Canoa and El Chacal de Nahueltoro share a reflexive and critical gaze on the society in which the events occured. They urge the spectator to attentively observe and reconsider the world in which they exist, their discourse weaves the past with the film's present. And yet, they are prevalent due to the forcefulness of their stances.

Both nourish from the mythic legacy of the Brazilian film Dios y el Diablo en la tierra del sol (1964) by Glauber Rocha, another filmmaker who captured his time through cinema and who revealed the problematic relationships bewteen the religious and political power, so evident in Canoa with the omnipresent figure of the priest who hides behind his sun glasses, refusing to see the reality.
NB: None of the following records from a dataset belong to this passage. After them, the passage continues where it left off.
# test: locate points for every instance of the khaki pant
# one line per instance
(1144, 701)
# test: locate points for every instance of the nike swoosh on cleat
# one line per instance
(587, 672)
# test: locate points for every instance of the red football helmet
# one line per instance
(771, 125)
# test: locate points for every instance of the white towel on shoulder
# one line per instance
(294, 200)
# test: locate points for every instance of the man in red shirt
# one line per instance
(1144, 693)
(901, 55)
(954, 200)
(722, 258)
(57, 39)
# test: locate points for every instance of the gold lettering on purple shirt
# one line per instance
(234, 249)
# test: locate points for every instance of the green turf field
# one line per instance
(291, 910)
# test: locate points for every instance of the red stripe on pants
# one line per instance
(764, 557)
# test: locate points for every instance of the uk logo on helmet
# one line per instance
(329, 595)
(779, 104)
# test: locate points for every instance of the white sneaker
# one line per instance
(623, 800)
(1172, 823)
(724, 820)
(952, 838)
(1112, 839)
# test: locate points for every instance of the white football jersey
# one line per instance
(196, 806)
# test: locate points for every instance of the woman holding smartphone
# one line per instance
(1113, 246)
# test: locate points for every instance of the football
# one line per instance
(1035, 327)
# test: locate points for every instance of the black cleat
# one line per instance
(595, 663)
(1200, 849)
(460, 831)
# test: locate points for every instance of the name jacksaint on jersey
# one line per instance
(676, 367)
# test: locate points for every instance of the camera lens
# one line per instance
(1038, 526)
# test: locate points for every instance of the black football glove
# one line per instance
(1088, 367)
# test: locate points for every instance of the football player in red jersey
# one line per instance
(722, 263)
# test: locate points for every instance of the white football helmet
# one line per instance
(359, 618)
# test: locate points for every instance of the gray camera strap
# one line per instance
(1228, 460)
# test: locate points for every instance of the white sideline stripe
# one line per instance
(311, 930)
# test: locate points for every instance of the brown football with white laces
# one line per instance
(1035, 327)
At 40 years of Canoa its legacy is still present in the Mexican cinematographic imaginary, although it has undergone some changes. While in Cazal's film the police and the army intervene and save three workers, more recent proposals don't have such a positive vision of the armed forces, like the film Batalla en el cielo (2005) by Carlos Reygadas, that harshly attacks the family, religious and military institutionalization.

In these four decades, the pages of the Latin American press have added names, people who defended their ideals, fought for human rights or simply saw their lives being snatched away by the ailing power of a few who dictate how we must live or think. What we must extract as human beings, is the reflection that what happened in San Miguel Canoa, Tlatelolco or Ayotzinapa must not happen again.